La forma data da Claudio Morganti e Rita Frongia richiama esplicitamente una certa commedia all’italiana colma di contenuti politici e alla ricerca del paradosso, dell’iperbole, del grottesco. Woyzeck nel suo mutismo, nel suo stare seduto a capo chino con le mani abbandonate in grembo, il suo chiedere parola rispettosamente alzando la mano sembra quasi il più normale e soprattutto il più reale. Testimoni, avvocati e giudice sono personaggi, parte di un grande spettacolo di varietà, di una farsa da avanspettacolo volta a intrattenere la morbosa curiosità del pubblico e non attori di un processo volto a comprendere e stabile la verità al fine di affermare la giustizia e comminare una pena, peraltro già assegnata. Siamo di fronte a un circo il cui unico scopo è alzare polvere che offuschi i fatti e i moventi, cortina fumogena di cui tutti siamo testimoni ogniqualvolta un delitto si affaccia gli onori della cronaca. Pensiamo ai casi clamorosi di Cogne, di Rosa e Olindo, il delitto di Garlasco o quello di Perugia. A ogni nuovo trucido fatto di sangue ecco sfilare testimoni, esperti, vallette e dubbi vip a dire la loro, a stabilire colpe e moventi, senza chiedersi: perché? E di fronte a tutta questa macchina spettacolare ecco il teatro, nel suo essere rappresentazione e finzione, manifestare la sua funzione rivelatrice facendosi portatore delle voci inascoltate: quella di Woyzeck e del fantasma di Marie.

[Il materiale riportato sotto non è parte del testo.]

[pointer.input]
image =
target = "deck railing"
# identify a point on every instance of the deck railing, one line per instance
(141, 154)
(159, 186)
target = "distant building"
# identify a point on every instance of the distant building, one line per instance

Il teatro, lo ripetiamo, nasce a braccetto con il delitto e il tribunale. C’è un’affinità inquietante tra le due realtà. Il delitto sembra essere il terreno su cui interrogarsi a proposito della natura umana e Il caso W ne sembra la quintessenza. Come dice il poliziotto nell’ultima battuta del manoscritto di Büchner: “un bel delitto, un delitto fatto bene, proprio bello! Tanto bello che non si poteva pretendere di più. Da tanto non ne avevamo avuto uno così”.